Despite the increase of nearly £7.5bn in a decade, more CGT could be demanded from the taxpayer.
The Office for Tax Simplification recently recommended the Chancellor increase CGT rates in line with rates of income tax, as well as making inherited assets subject to both CGT and inheritance tax.
Potential changes ahead to CGT have led more individuals to sell assets that might attract even bigger CGT bills in the future, such as buy to let properties, according to financial adviser Salisbury House Wealth.
It has also been reported entrepreneurs have accelerated sales of businesses in recent weeks in order to avoid any increase in CGT.

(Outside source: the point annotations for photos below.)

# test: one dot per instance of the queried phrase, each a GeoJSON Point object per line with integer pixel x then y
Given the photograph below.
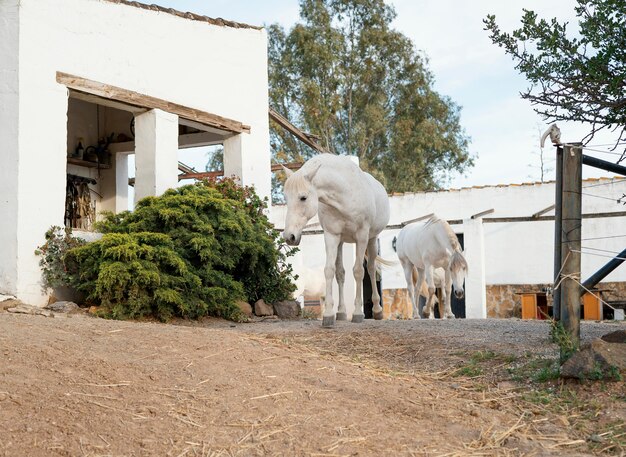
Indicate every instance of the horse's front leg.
{"type": "Point", "coordinates": [419, 284]}
{"type": "Point", "coordinates": [430, 283]}
{"type": "Point", "coordinates": [377, 310]}
{"type": "Point", "coordinates": [408, 275]}
{"type": "Point", "coordinates": [359, 272]}
{"type": "Point", "coordinates": [447, 312]}
{"type": "Point", "coordinates": [332, 244]}
{"type": "Point", "coordinates": [340, 276]}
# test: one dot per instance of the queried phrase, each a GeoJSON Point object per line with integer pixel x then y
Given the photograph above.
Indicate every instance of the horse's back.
{"type": "Point", "coordinates": [409, 242]}
{"type": "Point", "coordinates": [381, 204]}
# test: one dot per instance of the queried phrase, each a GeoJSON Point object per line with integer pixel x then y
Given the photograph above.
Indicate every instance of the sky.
{"type": "Point", "coordinates": [477, 75]}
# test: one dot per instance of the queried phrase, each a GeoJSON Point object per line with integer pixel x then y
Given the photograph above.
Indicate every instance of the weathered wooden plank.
{"type": "Point", "coordinates": [570, 243]}
{"type": "Point", "coordinates": [295, 131]}
{"type": "Point", "coordinates": [132, 98]}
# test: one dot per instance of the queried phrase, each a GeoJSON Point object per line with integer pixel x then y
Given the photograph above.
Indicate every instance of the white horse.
{"type": "Point", "coordinates": [352, 207]}
{"type": "Point", "coordinates": [425, 246]}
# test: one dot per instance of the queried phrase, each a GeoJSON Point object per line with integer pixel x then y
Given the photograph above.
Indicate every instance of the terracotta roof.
{"type": "Point", "coordinates": [187, 15]}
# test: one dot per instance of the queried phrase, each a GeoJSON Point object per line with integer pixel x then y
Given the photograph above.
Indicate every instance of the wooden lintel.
{"type": "Point", "coordinates": [295, 131]}
{"type": "Point", "coordinates": [132, 98]}
{"type": "Point", "coordinates": [201, 175]}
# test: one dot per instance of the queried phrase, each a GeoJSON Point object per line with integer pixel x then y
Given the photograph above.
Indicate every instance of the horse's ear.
{"type": "Point", "coordinates": [287, 171]}
{"type": "Point", "coordinates": [311, 174]}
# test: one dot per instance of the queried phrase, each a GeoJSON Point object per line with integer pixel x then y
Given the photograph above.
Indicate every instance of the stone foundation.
{"type": "Point", "coordinates": [503, 301]}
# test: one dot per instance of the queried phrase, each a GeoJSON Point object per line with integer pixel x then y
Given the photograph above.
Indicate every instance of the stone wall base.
{"type": "Point", "coordinates": [503, 301]}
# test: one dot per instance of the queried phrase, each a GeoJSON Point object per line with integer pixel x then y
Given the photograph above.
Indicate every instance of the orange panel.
{"type": "Point", "coordinates": [529, 306]}
{"type": "Point", "coordinates": [592, 307]}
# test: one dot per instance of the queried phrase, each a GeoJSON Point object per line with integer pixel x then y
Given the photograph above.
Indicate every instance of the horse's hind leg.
{"type": "Point", "coordinates": [377, 310]}
{"type": "Point", "coordinates": [340, 275]}
{"type": "Point", "coordinates": [447, 312]}
{"type": "Point", "coordinates": [408, 275]}
{"type": "Point", "coordinates": [331, 243]}
{"type": "Point", "coordinates": [359, 272]}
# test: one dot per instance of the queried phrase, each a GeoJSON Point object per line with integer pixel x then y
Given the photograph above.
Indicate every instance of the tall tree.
{"type": "Point", "coordinates": [344, 74]}
{"type": "Point", "coordinates": [575, 75]}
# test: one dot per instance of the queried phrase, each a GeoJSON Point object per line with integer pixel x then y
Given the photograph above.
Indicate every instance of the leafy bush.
{"type": "Point", "coordinates": [56, 273]}
{"type": "Point", "coordinates": [193, 251]}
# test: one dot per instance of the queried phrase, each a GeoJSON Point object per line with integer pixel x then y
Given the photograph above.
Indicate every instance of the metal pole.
{"type": "Point", "coordinates": [558, 229]}
{"type": "Point", "coordinates": [571, 220]}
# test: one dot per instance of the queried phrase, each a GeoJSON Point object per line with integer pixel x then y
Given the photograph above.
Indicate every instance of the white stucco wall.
{"type": "Point", "coordinates": [9, 127]}
{"type": "Point", "coordinates": [513, 252]}
{"type": "Point", "coordinates": [217, 69]}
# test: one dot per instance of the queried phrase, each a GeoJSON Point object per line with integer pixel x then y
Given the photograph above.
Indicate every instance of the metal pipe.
{"type": "Point", "coordinates": [603, 272]}
{"type": "Point", "coordinates": [604, 165]}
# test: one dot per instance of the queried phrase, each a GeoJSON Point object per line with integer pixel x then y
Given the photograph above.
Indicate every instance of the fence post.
{"type": "Point", "coordinates": [558, 230]}
{"type": "Point", "coordinates": [571, 234]}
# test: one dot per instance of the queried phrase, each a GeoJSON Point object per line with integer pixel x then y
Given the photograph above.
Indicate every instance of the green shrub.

Tim Holmes, managing director at Salisbury House Wealth, said: “It’s understandable that people are worried about CGT rates rising but if they rush, it could cost them much more than necessary in tax.
“There are many other options that might make more financial sense than just selling and paying the tax this year. ‘Rolling over’ gains into an EIS investment and making sure you buy an asset inside a pension wrapper are both quite simple steps that may work well for some.
“It’s also vital to make sure you use as much of your tax-free allowance on capital gains as possible – spread sales over multiple years if you can.”
Londoners pay nearly 30 per cent of the UK’s capital gains tax, with taxpayers in Kensington and Chelsea forking out the most.